Bilim insanları, insan beyninin internet bağlantısından milyonlarca kat daha yavaş düşündüğünü keşfetti

Bilim insanları, insan beyninin saniyede yalnızca 10 bit hızında düşündüğünü ve bu hızın modern internet bağlantılarının gerisinde kaldığını keşfetti. Bu durum, insanları yavaş düşünürler yapıyor.

Yapılan yeni bir araştırma, insan beyninin, bir internet bağlantısının hızına göre çok daha yavaş çalıştığını ortaya koydu.

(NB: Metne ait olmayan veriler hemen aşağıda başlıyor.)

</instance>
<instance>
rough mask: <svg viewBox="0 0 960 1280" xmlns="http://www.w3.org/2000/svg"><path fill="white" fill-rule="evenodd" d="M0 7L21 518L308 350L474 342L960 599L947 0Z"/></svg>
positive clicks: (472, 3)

Bilgisayar sistemlerinde bilgi ölçü birimi olan bit, modern Wi-Fi bağlantılarında saniyede yaklaşık 50 milyon bit işlem gücüne ulaşabiliyor. Vücudun duyu organları ise çevreden saniyede yaklaşık bir milyar bit veri topluyor. Ancak, sinir bilimci Markus Meister’in belirttiğine göre, insan beyni bu büyük bilgi akışını yalnızca saniyede 10 bit hızında işleyebiliyor.

Beynin Veri İşleme Kapasitesi

Meister, insan beyninin yaklaşık 85 milyar nörondan oluştuğunu vurgulayarak, “Her an, duyularımızın aldığı trilyonlarca bitten sadece 10 bit çıkarıyoruz ve bu 10 biti etrafımızdaki dünyayı algılamak ve karar vermek için kullanıyoruz” dedi. Bu durum, beynin veri işlemeye kapasitesinin ne kadar sınırlı olduğunu gözler önüne seriyor.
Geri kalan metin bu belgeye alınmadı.